Italia
Pier Toffoletti

Alla fine degli anni Sessanta Germano Celant mise in evidenza una nuova generazione di artisti italiani raccolti intorno al concetto di arte povera. Il movimento, rifiutati i mezzi espressivi tradizionali, impiegava materiali organici, minerali e scarti industriali assumendoli nella loro essenza primaria. Proprio in quel periodo Giuseppe Penone (Garessio 1942) rifletteva sulla natura e i modi in cui l’uomo la modifica con il proprio intervento. In particolare la sua ricerca si concentrava sul processo di crescita degli alberi.

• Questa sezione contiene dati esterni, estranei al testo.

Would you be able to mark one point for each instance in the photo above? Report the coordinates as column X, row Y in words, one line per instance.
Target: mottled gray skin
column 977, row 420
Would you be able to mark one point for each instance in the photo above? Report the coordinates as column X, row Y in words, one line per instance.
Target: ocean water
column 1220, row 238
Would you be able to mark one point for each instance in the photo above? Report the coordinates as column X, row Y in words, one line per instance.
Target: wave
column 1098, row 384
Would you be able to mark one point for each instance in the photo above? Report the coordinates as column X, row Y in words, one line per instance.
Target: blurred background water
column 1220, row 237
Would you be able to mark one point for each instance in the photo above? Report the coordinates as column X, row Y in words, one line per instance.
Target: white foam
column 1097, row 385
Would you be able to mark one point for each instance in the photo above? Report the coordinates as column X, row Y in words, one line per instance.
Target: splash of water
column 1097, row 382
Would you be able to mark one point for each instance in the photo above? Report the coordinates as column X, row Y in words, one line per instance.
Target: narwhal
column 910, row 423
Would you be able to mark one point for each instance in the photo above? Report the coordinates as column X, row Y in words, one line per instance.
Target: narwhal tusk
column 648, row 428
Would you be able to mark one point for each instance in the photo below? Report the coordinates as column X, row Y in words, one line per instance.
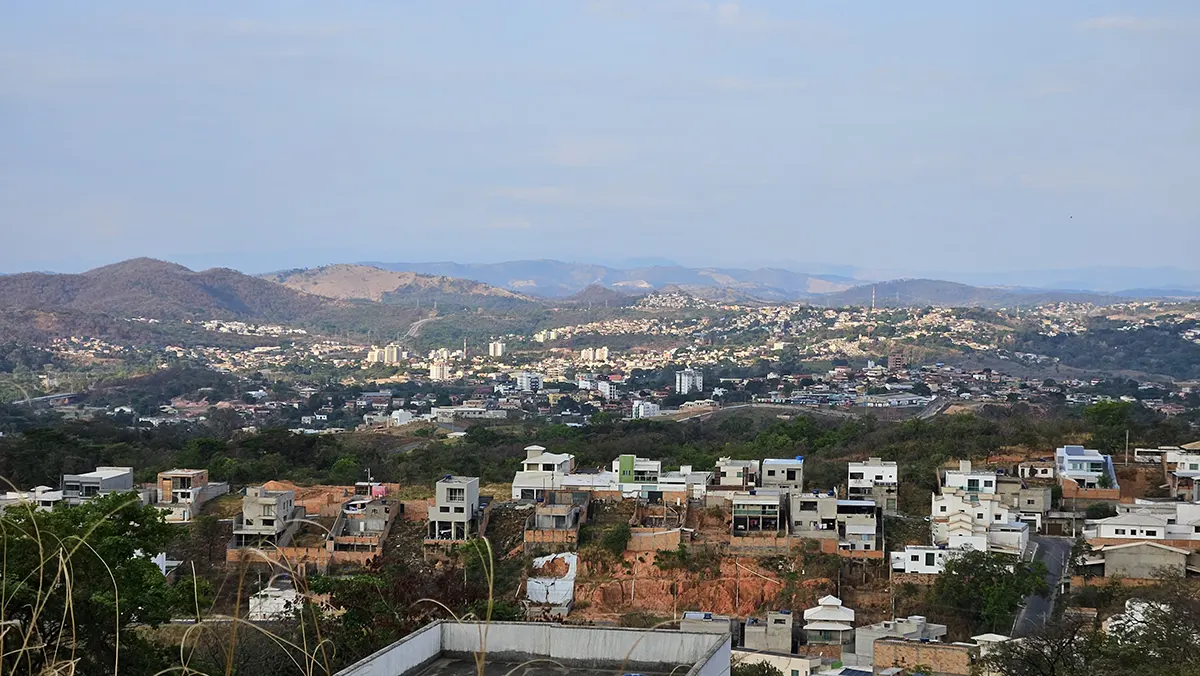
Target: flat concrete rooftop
column 466, row 666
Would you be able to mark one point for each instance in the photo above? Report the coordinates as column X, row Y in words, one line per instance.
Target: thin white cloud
column 612, row 197
column 250, row 28
column 757, row 84
column 508, row 223
column 1137, row 24
column 587, row 153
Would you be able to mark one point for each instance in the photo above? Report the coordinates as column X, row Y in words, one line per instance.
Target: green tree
column 747, row 668
column 77, row 580
column 979, row 588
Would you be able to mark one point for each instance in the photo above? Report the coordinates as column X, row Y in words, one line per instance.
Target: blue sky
column 913, row 136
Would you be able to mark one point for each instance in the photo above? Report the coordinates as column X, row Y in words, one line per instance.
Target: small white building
column 967, row 479
column 876, row 479
column 274, row 604
column 643, row 408
column 922, row 560
column 541, row 472
column 829, row 623
column 783, row 473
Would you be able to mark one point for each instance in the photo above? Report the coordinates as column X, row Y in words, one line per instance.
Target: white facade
column 273, row 604
column 439, row 371
column 541, row 472
column 971, row 480
column 643, row 408
column 528, row 381
column 689, row 381
column 742, row 473
column 923, row 560
column 1084, row 465
column 783, row 473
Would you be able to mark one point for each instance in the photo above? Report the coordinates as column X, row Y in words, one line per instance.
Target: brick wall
column 942, row 658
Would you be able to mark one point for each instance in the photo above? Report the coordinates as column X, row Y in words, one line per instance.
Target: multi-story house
column 1086, row 467
column 757, row 512
column 541, row 472
column 850, row 525
column 783, row 473
column 265, row 518
column 737, row 474
column 689, row 381
column 455, row 513
column 967, row 479
column 103, row 480
column 875, row 479
column 183, row 492
column 633, row 470
column 643, row 408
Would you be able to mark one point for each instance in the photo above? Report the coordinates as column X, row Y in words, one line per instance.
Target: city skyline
column 935, row 139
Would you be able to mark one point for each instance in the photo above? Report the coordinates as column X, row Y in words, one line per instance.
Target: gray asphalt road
column 1054, row 552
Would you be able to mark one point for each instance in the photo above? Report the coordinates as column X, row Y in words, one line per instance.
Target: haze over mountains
column 357, row 294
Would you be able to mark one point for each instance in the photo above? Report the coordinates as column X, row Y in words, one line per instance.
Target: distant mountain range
column 556, row 279
column 145, row 287
column 366, row 282
column 385, row 299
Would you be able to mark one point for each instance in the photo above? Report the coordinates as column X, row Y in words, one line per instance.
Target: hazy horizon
column 941, row 139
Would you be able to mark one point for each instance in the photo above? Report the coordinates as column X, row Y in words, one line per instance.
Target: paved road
column 1054, row 552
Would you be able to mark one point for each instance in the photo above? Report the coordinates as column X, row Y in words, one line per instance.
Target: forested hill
column 144, row 287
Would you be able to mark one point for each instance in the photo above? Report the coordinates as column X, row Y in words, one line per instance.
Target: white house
column 829, row 622
column 541, row 472
column 922, row 560
column 877, row 479
column 967, row 479
column 1085, row 466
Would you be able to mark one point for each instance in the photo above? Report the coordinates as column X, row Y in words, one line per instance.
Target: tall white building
column 439, row 371
column 393, row 354
column 689, row 381
column 528, row 381
column 643, row 408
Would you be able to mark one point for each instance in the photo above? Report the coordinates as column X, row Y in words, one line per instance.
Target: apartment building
column 875, row 479
column 496, row 348
column 541, row 472
column 757, row 512
column 1087, row 467
column 264, row 519
column 768, row 634
column 633, row 470
column 921, row 560
column 738, row 474
column 851, row 524
column 455, row 513
column 643, row 408
column 103, row 480
column 183, row 492
column 829, row 623
column 967, row 479
column 784, row 473
column 689, row 381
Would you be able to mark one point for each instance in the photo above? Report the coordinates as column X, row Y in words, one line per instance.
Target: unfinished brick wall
column 941, row 658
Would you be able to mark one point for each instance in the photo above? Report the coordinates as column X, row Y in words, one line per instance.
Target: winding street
column 1036, row 610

L’artista scava delle travi in legno nelle quali fa rivivere il tronco originario. Ogni manufatto in legno è un artificio che deriva da una forma vegetale vivente. Con questa operazione a ritroso nel tempo lo scultore restituisce un’idea di paesaggio primordiale. Oggi Pier Toffoletti raccoglie quel messaggio e lo rivisita con l’installazione costruita per OPEN XI. Prende delle tavole di scarto e le assembla in modo da suggerire l’immagine del fusto di grandi piante abbattute. In alcune parti le ricopre con intonaci speciali perché resistano al vento e alla pioggia, poi le colora con la vivezza dell’acrilico. Il risultato sono 9 coni del diametro medio di cinquanta centimetri e che misurano in altezza due metri. L’operazione allarga il tema sul quale Toffoletti si muove da un paio d’anni, le luminescenze arboree. Si tratta di tele di grande formato dove interagiscono elaborazioni digitali e pittura, alla quale l’artista imprime un’azione rotatoria che suggerisce l’idea del vortice. Ma mentre questi boschi sospesi tra incubo e fiaba, luogo onirico dove tutto può accadere, dicono di una realtà svuotata di ogni altra forma vitale, gli alberi fioriti sul lungomare di OPEN XI sono carichi della speranza di un mondo nuovo, in cui l’uomo smetta di costruire e lasci spazio alla tenera violenza della natura.